2) I fully concur with your that multiplying dependencies makes the whole package unstable. But the issue is that several key methods, like the gls() (for clustered/repeated data with selected covariance structure), like geeglm (for the marginal logistic regression for repeated data), or brunnermunzel.test, anderson.darling (for 2 numerical variables), a test for comparing quantiles (medians, any other quantile; typically via quantile regression and Harrell-Davis method, e.g. in WRS2::qcomhd) would need reference to their packages (nlme, geepack, brunnermunzel, kSamples, WRS2) respectively.

I fully know the pain with R packages! Today a package exists, and tomorrow it's nothing but a memory... But at least nlme, geepack and WRS2 are stable for abut a decade, so I guess relying on then should be "no less safe" than using the others. I will just propose a few solutions (I hope still this year) so you can finally decide if it's worth integrating with the package, right?

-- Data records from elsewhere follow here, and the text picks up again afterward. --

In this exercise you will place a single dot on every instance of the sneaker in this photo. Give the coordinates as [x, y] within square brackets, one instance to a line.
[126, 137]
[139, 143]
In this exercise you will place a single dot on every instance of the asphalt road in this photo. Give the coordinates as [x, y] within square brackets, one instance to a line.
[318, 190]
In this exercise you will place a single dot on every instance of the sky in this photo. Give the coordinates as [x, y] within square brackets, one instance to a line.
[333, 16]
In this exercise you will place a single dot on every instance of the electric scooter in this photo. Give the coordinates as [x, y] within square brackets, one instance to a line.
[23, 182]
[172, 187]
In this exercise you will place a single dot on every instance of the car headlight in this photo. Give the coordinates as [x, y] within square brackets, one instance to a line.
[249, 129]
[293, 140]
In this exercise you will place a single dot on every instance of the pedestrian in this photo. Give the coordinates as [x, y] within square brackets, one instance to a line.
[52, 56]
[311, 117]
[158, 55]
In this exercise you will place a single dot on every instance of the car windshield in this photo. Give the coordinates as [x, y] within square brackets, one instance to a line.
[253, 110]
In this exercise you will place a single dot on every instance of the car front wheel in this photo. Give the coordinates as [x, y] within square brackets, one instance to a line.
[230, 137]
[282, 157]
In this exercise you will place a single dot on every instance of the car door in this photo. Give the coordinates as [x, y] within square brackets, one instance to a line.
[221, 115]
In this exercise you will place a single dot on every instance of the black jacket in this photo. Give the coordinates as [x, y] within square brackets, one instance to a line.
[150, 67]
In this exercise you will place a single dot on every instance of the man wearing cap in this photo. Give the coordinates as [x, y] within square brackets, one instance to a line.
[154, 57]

3) For several of these methods there are confidence intervals available. If a test gives a CI, where should I put it? As a "slot" returned by the add_p()? For example, the add_p_test_ancova_lme4() or add_p_test_cohens_d() gives it this way. Should I follow this approach?

[ddsjoberg]

• Yes, everything is one-way comparisons. Those fit nicely with add_p() and add_difference(). You can use add_stat() to add custom statistics that are multiple columns/rows.
• Please review the document for writing custom methods. The output must match the standard "tidy" output from the {broom} pkg, e.g. estimate is the difference, conf.low lower bound, conf.high upper bound, p.value is the p-value, etc.